GROUP BY

One row is one thing, e.g. a row in an employees table would represent one employee. So far, we haven't deviated from this at all. However, what if we want insights on groups of rows?

Imagine you are a data scientist for a website similar to levels.fyi, called devils.fyi. Your website has a bunch of data on employees of various companies, including their self-reported salaries. This is in the employees table.

Table Name:

employees

`column_name`	`type`
id	INTEGER
name	VARCHAR
company	VARCHAR
department	VARCHAR
job_title	VARCHAR
salary	INTEGER
start_date	DATE

You are doing an analysis to see which companies pay the best. First you want to know the highest paid salary at each company. How would you do this? We know we can get the highest of something using ORDER BY and LIMIT, but that won't work per company. We would have to use a WHERE clause to look at 1 specific company

SELECT *
FROM employees
WHERE company = 'Poogle'
ORDER BY salary DESC
LIMIT 1;

`id` `INTEGER`	`name` `VARCHAR`	`company` `VARCHAR`	`department` `VARCHAR`	`job_title` `VARCHAR`	`salary` `INTEGER`	`start_date` `DATE`
10	Marianne Schamberger	Poogle	Marketing	Future Infrastructure Assistant	300000	2017-03-27

We can repeat this for every single company, but that isn't the best way. We want 1 query that can compute this for each company.

The problem is that all the relational algebra operations we learned so far deal with rows. Since this is the employees table, the rows represent employees. It takes many rows, i.e. a group of rows, to represent all the data we have for a particular company. Since we're dealing with groups of rows, we need a new type of operation that works on groups: aggregation.

Aggregation is the process of grouping rows together, then calculating individual values for those groups. In our case, we want to group the rows within each company, and then get the maximum salary from each group. In SQL, this is expressed in 2 parts: a GROUP BY clause and an aggregate function. GROUP BY does the grouping part, and the aggregate function gets the maximum value.

SELECT max(salary) AS top_salary
FROM employees
GROUP BY company;

`top_salary` `INTEGER`
254000
277000
300000

This doesn't show us which top salary belongs to which company, so let's add company to the SELECT clause.

SELECT
  company,
  max(salary) AS top_salary
FROM employees
GROUP BY company;

`company` `VARCHAR`	`top_salary` `INTEGER`
Footbook	254000
Wamazon	277000
Poogle	300000

Great! We have our insight. However, since we're a little nosy, let's also see the name of each person with that salary.

SELECT
  company,
  name,
  max(salary) AS top_salary
FROM employees
GROUP BY company;

error: column "employees.name" must appear in the GROUP BY clause or be used in an aggregate function

Wait.. we can't do that? We can select company, but not name. What's going on? The differece is that company appeared in the GROUP BY, while name did not. To understand this distinction, it helps to visualize the aggregation process.
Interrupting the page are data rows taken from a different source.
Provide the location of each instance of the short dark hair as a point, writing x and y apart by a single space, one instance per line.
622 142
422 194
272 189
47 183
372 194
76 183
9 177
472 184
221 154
Think of the GROUP BY as transforming the table in a special way. It becomes an intermediate table with 2 types of columns: the grouped columns (green) and un-grouped columns (red). In this case, company is grouped, as it appears in GROUP BY company, and salary and name are not. The values in the company column which are equal to one another aggregate to form the groups, becoming the new green column containing all the unique values. It is basically a normal column now that you can select. The rest of the values in the non-grouped columns glob together in a sort of collection within each group/row. Think of these collections as complex values that can't be selected directly, you need to aggregate the collection, making it a single value per row, in order to select it.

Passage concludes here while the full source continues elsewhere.